Passing a structure with a pointer How do you pass a structure with a pointer in it to a kernel

Hello,

I have searched the forums and having tried most solutions , I am forced to ask this rather trivial question… But how would you pass a structure as an argument to a kernel when the structure holds a pointer ?

Suppose I have a simple structure as

struct test_pointer{

  double *sample;

};

I have tried

test_pointer *test_object;

  test_pointer *device_test_object;

cudaMalloc( (void **)&(device_test_object->sample) , sizeof(double)*5 );

  test_object = (test_pointer*) calloc( 1 , sizeof(double) );

test_object->sample[0] = 1.0;  

  test_object->sample[1] = 2.0;  

  test_object->sample[2] = 3.0;

  test_object->sample[3] = 4.0;  

  test_object->sample[4] = 5.0;       

cudaMemcpy( device_test_object , test_object , sizeof(double)*5, cudaMemcpyHostToDevice ); 

                                                           OR                        

  cudaMemcpy( device_test_object->sample , test_object->sample , sizeof(double)*5, cudaMemcpyHostToDevice );

I am probably missing a few things here…any comments would be appreciated.

Thanks,

Sj

You have not done cudaMalloc for device_test_object structure. You can allocate memory for structure containing pointer as below:

test_pointer *test_object;

test_pointer *device_test_object;

STEP 1:

malloc for test_object

malloc for test_object->sample

fill up values for test_object->sample

STEP 2:

cudaMalloc for device_test_object

cudaMalloc for device_test_object->sample

cudaMemcpy from test_object->sample to device_test_object->sample

cudaMemcpy from test_object to device_test_object

Now you can use device_test_object in your kerner as you access in normal functions

So you actually want to copy this structure to device memory, not pass it as a function argument?

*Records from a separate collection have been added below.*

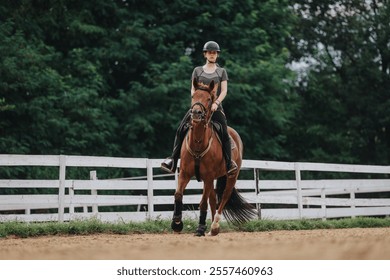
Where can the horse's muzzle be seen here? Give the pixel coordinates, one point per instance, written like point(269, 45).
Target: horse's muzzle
point(197, 115)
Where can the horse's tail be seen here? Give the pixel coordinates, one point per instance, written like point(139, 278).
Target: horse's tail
point(236, 210)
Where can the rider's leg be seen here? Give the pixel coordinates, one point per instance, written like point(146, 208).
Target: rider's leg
point(231, 166)
point(170, 164)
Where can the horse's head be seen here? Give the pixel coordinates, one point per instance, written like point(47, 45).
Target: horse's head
point(202, 99)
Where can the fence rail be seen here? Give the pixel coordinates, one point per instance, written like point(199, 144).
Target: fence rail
point(151, 196)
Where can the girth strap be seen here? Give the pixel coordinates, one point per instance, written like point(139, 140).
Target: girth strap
point(198, 156)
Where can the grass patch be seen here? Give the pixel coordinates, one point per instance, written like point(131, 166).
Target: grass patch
point(94, 226)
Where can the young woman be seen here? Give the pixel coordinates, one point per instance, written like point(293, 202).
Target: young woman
point(211, 71)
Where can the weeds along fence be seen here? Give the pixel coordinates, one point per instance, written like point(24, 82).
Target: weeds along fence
point(279, 190)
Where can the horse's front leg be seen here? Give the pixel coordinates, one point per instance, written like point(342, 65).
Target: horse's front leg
point(207, 188)
point(177, 223)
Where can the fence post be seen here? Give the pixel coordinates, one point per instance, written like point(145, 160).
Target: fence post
point(299, 188)
point(149, 173)
point(93, 176)
point(352, 196)
point(61, 189)
point(258, 205)
point(323, 204)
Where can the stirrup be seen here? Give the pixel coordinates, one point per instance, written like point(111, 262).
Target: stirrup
point(169, 165)
point(233, 169)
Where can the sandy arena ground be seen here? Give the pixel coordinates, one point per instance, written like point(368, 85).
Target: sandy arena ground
point(337, 244)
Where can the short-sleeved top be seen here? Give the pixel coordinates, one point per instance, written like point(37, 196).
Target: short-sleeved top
point(219, 75)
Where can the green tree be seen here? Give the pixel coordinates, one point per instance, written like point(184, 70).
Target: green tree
point(345, 96)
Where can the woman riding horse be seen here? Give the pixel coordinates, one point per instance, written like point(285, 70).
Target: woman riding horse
point(204, 75)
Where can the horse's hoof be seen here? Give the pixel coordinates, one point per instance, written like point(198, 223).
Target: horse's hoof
point(214, 231)
point(177, 226)
point(198, 233)
point(201, 230)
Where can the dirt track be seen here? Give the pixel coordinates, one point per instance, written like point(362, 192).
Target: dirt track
point(356, 244)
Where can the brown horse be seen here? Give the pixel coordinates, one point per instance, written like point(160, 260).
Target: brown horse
point(201, 155)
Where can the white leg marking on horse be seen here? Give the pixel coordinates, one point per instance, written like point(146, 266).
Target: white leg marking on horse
point(215, 223)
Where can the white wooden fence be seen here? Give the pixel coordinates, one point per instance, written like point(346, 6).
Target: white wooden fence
point(296, 198)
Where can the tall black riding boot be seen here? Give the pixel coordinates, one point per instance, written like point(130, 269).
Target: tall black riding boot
point(170, 164)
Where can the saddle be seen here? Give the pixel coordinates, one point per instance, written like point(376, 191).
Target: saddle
point(218, 129)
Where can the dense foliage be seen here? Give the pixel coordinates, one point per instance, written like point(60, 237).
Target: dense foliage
point(112, 77)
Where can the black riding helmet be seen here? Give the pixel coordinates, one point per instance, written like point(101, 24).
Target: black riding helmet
point(211, 46)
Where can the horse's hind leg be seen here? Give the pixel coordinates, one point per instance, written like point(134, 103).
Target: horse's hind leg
point(207, 188)
point(228, 188)
point(177, 223)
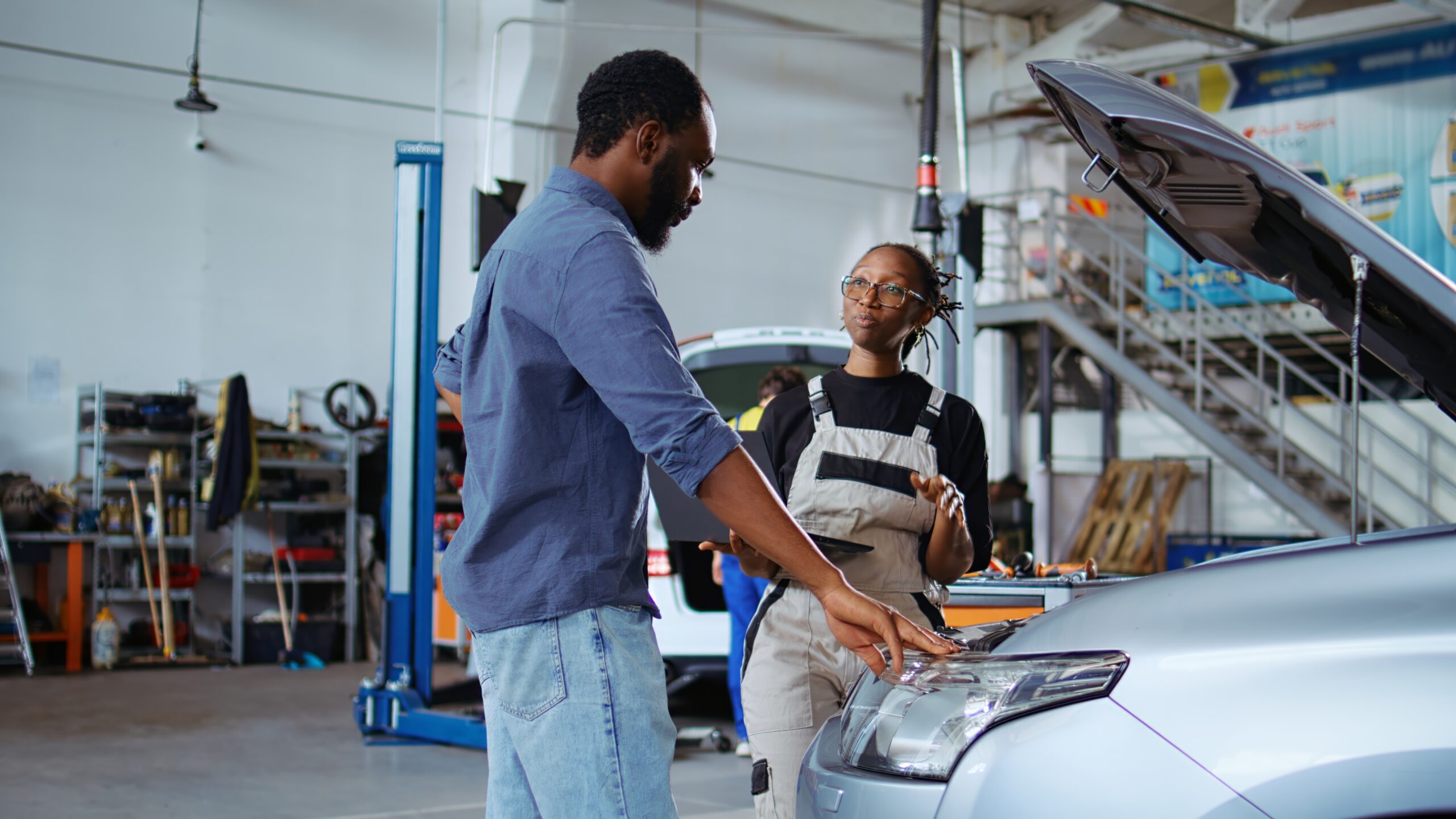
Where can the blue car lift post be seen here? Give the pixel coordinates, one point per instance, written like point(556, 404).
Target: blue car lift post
point(395, 703)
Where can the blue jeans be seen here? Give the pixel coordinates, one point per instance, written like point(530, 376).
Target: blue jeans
point(576, 712)
point(742, 594)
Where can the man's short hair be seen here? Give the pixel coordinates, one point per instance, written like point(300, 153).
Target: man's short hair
point(631, 89)
point(781, 379)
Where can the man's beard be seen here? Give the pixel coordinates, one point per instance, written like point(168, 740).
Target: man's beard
point(656, 226)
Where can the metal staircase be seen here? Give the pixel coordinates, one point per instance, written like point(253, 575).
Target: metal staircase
point(1239, 378)
point(11, 613)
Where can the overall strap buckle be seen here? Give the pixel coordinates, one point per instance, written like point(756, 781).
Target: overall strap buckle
point(931, 416)
point(820, 404)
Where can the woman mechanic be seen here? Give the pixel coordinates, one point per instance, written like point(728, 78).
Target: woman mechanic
point(887, 475)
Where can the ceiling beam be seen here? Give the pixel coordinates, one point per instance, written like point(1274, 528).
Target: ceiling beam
point(1256, 15)
point(1342, 24)
point(1441, 8)
point(996, 76)
point(892, 18)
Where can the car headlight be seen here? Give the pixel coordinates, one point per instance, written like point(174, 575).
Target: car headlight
point(918, 723)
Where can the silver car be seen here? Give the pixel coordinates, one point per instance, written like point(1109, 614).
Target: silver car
point(1314, 680)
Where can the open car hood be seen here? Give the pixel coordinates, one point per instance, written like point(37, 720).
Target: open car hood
point(1223, 198)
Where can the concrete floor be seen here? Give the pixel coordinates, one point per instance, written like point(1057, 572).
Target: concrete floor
point(225, 744)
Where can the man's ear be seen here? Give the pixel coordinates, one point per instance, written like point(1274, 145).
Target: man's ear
point(650, 139)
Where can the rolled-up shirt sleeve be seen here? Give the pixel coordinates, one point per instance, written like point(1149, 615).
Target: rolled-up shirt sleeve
point(448, 362)
point(614, 330)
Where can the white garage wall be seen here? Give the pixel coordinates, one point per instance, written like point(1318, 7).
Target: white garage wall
point(766, 247)
point(136, 260)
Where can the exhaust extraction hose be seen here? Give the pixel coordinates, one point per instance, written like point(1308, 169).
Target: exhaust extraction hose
point(928, 174)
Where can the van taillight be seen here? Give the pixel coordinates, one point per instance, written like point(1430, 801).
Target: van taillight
point(657, 564)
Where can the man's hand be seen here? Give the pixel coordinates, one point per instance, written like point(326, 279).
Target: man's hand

Your underlying problems have nothing to do with CUDA or passing structures and everything to do with improper usage of pointers. I would strongly recommend spending some time with some learning material on pointers in C. While you are doing that, contemplate this:

double * sample;

sample = (double *) calloc( 5, sizeof(double) );

sample[0] = 1.0;  

sample[1] = 2.0;  

sample[2] = 3.0;

sample[3] = 4.0;  

sample[4] = 5.0;      

double * device_sample;

cudaMalloc( (void **)&(device_sample) , sizeof(double) * size_t(5) );

cudaMemcpy( device_sample , sample , sizeof(double) * size_t(5), cudaMemcpyHostToDevice );

test_pointer * test_object;

test_object = (test_pointer *) calloc( 1 , sizeof(test_pointer) );

test_object->sample = device_sample;

test_pointer * device_test_object;

cudaMalloc( (void **)&(device_test_object) , sizeof(test_pointer) );

cudaMemcpy( device_test_object , test_object , sizeof(test_pointer), cudaMemcpyHostToDevice );

which is probably much closer to what it seems you are trying to achieve.

The last cudaMemcpy call will copy host pointers into device memory. That will not work. In fact several stages in STEP 2 won’t work.

Suppose I cudaMalloc it as

cudaMalloc( (void **)&(device_test_object) , MEMSIZE );

what would MEMSIZE be for this structure object ? Almost everything I tried leads to segmentation faults…

Thanks.

sizeof(test_pointer)

Here is the complete code to allocate memory for a structure containing pointer:

#include<stdio.h>

#define MAXLIMIT 64

struct test_pointer{

    double *sample;

};

__global__ void myKernel(test_pointer *device_test_pointer)

{

    device_test_pointer->sample[threadIdx.x] = 10.0f + threadIdx.x;

    return;

}

int main()

{

    test_pointer *host_test_object;

    test_pointer *device_test_object;

double *host_sample, *device_sample;

host_sample = (double*) malloc(MAXLIMIT * sizeof(double));

    for(int i = 0; i < MAXLIMIT; i++)

    {

        host_sample[i] = (double) i;

    }

cudaMalloc( (void **)&(device_sample) , sizeof(double)*MAXLIMIT );

    cudaMemcpy( device_sample, host_sample, sizeof(double)*MAXLIMIT, cudaMemcpyHostToDevice );

host_test_object = (test_pointer*) malloc( sizeof(test_pointer));

    host_test_object->sample = device_sample;

cudaMalloc( (void **)&(device_test_object) , sizeof(test_pointer) );

    cudaMemcpy( device_test_object , host_test_object, sizeof(test_pointer), cudaMemcpyHostToDevice );

myKernel<<<1,MAXLIMIT>>>(device_test_object);

    cudaThreadSynchronize();

cudaMemcpy(host_sample, device_sample, sizeof(double) * MAXLIMIT, cudaMemcpyDeviceToHost);

for(int i = 0; i < MAXLIMIT; i++)

    {

        printf("%lf\n", host_sample[i]);

    }

return 0;

}

Since you are using double, compile the code with nvcc option -arch=sm_13.

That works ! Thanks for all the replies and to Raghu for that code snippet , that is precisely what I needed…

If it is not too much trouble , may I ask what a good reference for these topics would be ?

Thanks